At only 34, Everette Taylor is CEO of Kickstarter, the world’s leading crowdfunding platform for creatives

BY Preta Peace Namasaba February 16, 2024 11:36 AM EDT
Everette Taylor. Photo credit: Kickstarter

Becoming CEO has been a lifelong goal that Everette Taylor had been working toward. Along the way, he had to turn down multiple offers from prominent brands offering, among other tings, the position of chief marketing officer. Taylor made his dream career transition in 2022 when he was appointed CEO of Kickstarter, the world’s leading crowdfunding platform for creatives. Two years on, the 34-year-old is changing the fortunes of the crowdfunding platform.

Like some of the fundraisers whose lives are turned around by the funds raised on the platform he oversees, Taylor had a rough childhood. As a teenager, he battled homelessness and at times found himself hustling to make ends meet. He sold drugs and would have ended up in prison if it wasn’t for his mother’s intervention. She forced him to get a job and he landed a position as a junior marketing assistant for bookstores and museums across Virginia. This was the start of a long love affair with marketing, and the making of a promising career that would eventually lead Taylor to a CEO position.

“Marketing kind of saved my life, in a lot of ways. It taught me a new skill set. It got me off the streets. It opened my world up to places I could never have imagined when I was living in Southside, Richmond,” Taylor said about how he turned around his life.

He attended Virginia Polytechnic University but dropped out to pursue entrepreneurship. Taylor founded EZ Events, an event marketing software company, which he sold two years later. He then secured the head of marketing position at Qualaroo, a behavioral insight survey software startup that was acquired by Xenon Ventures in 2014. While at Qualaroo, Taylor started GrowthHackers, an online growth hacking community and software as a service (SaaS). He founded ET Enterprises to oversee a diverse portfolio of companies that includes PopSocial, MilliSense, ArtX, Southside Fund, Hayver, GrowthHackers, and Savant.

His first foray into the C suite was as chief marketing office (CMO) for the e-commerce company StickerMule. For a year, Taylor led substantial growth for the company as its youngest-ever executive. He moved on to Skurt, where he served as CMO until its acquisition in 2018.  An established creative marketing entrepreneur at the time, he partnered with actress Zoe Saldana to launch the media platform BESE and the drug and alcohol addiction prevention app Hayver.

Before joining Kickstarter, Taylor served as CMO for the online art marketplace Artsy, the world’s biggest virtual marketplace for buying and selling art by leading artists. It was his first time working with a large corporation and that groomed him for the career transition to CEO.

“Artsy really prepared me for this role in a lot of ways. I remember going into Artsy, because I hadn’t been a CEO before, I had been CMO before, at different companies, but never a company at the scale of Artsy, right. And the amount of business lines we had, the amount of people using our platform, etc., etc. and I learned a lot, it was really important,” Taylor said.

In 2022, Taylor took over as CEO of Kickstarter.
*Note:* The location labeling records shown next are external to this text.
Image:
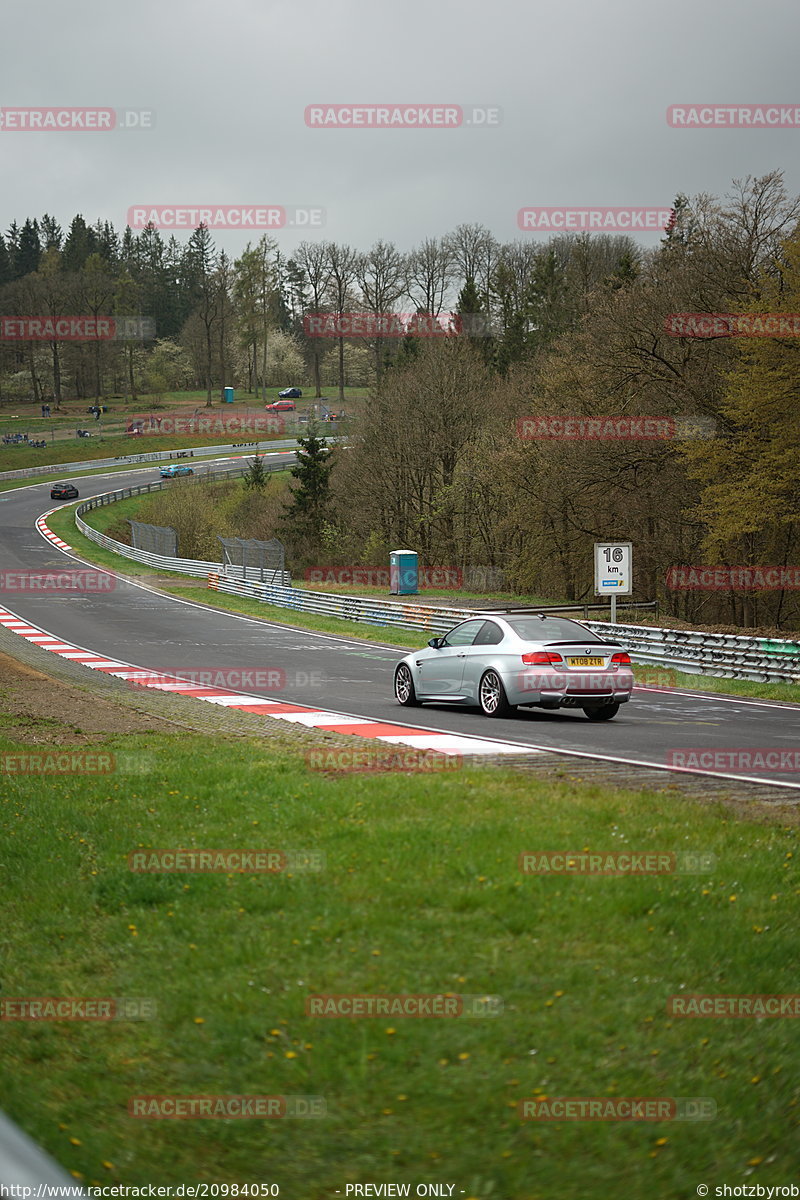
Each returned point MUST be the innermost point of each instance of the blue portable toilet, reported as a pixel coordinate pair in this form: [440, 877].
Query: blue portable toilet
[403, 573]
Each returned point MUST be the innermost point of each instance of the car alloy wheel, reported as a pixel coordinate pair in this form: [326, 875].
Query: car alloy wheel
[492, 696]
[602, 712]
[404, 691]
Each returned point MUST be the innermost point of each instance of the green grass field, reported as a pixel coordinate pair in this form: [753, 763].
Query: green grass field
[108, 437]
[421, 893]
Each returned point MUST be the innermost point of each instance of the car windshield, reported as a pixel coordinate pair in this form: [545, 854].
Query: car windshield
[551, 629]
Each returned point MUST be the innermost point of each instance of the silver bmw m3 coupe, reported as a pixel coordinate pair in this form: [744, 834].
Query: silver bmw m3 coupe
[504, 660]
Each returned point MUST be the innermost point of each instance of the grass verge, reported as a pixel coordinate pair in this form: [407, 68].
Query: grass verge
[420, 894]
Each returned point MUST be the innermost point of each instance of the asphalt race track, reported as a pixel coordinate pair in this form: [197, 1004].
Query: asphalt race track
[142, 627]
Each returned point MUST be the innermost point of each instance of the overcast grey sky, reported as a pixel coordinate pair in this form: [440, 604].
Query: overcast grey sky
[583, 89]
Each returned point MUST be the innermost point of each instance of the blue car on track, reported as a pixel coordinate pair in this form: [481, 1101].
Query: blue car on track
[174, 469]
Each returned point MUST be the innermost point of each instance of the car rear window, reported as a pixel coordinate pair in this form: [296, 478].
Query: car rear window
[551, 629]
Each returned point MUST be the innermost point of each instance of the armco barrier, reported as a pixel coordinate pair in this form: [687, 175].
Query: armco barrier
[132, 459]
[692, 651]
[181, 565]
[726, 655]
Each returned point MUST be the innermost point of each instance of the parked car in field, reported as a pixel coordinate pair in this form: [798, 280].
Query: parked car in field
[175, 469]
[518, 658]
[64, 492]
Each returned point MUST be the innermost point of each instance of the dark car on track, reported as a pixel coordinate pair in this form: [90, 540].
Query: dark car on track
[503, 660]
[64, 492]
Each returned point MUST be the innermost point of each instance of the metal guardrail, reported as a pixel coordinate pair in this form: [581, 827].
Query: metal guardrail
[194, 567]
[132, 459]
[727, 655]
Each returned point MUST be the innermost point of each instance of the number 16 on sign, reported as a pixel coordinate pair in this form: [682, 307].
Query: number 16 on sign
[613, 571]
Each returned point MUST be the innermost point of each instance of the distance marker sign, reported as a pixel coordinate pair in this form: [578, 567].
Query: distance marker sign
[613, 568]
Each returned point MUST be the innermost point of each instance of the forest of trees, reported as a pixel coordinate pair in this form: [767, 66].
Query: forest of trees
[435, 462]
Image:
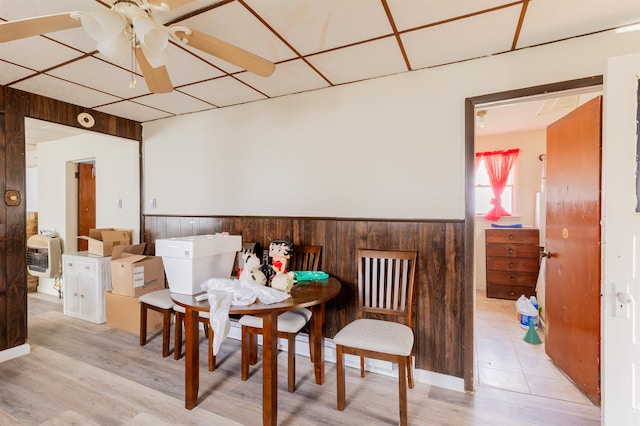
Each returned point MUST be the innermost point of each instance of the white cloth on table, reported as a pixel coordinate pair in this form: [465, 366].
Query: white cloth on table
[224, 292]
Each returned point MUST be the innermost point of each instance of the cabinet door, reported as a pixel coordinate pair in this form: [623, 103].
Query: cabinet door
[87, 298]
[71, 292]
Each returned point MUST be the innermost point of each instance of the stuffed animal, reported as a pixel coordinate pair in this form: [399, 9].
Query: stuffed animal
[251, 270]
[283, 282]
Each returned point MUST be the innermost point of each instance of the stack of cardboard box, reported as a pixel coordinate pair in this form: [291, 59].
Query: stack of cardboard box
[132, 275]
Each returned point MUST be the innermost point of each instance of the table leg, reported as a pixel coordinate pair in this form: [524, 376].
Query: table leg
[317, 321]
[270, 369]
[192, 358]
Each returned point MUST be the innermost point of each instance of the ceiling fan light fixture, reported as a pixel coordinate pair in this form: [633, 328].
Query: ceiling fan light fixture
[115, 48]
[151, 35]
[102, 25]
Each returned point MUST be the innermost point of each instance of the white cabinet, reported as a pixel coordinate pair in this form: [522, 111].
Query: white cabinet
[85, 279]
He became the first Black person in the company’s C-suite and one of the few Black CEOs in big tech. But he was also in a prime position to fulfil the company’s mission to “help bring creative projects to life”. As of 2023, Kickstarter had received $7 billion in pledges from 21.7 million backers to fund 233,626 projects across films, music, stage shows, comics, journalism, video games, board games, technology, and publishing, among others. But when Taylor took over, the crowdfunding platform had been through a few turbulent years.

Kickstarter had experienced challenges with its newly formed union and faced backlash following news that it planned to move its offerings to the blockchain. It had also faced a tough time during the pandemic prompting a layoff of around 40 percent of the staff. Taylor immediately refocused the platform’s identity by highlighting creator success stories such as Issa Rae’s web series “Awkward Black Girl” where it was an early funder. He introduced two new business lines, the first ever in the company’s history, to strengthen revenue and the core crowdfunding industry and business. The company has since bounced back, experiencing unprecedented crowdfunding and revenue growth.

Taylor is also focused on innovation and making crowdfunding equitable and accessible. He is the driving force behind Forward Funds, a program that brings money onto the platform and supports individual projects, especially those from creators of color and underrepresented backgrounds. The 34-year-old CEO is currently scaling the program to bring millions of dollars on a platform each year to support creators of color. With a more diverse creator base, backer base and executive team, he is keeping the brand culturally relevant.

For the first time in his career, Taylor isn’t working in marketing but he maintains a similar mindset in leading Kickstarter forward. He is optimistic about what the future holds.

“Every failure is part of the puzzle that leads you to the overall picture that is supposed to be your life. [I don’t] focus on what could go wrong. I think more optimistically. There’s always going to be another job, there’s always going to be another opportunity out there. Why not go for it when you can?,” he quipped.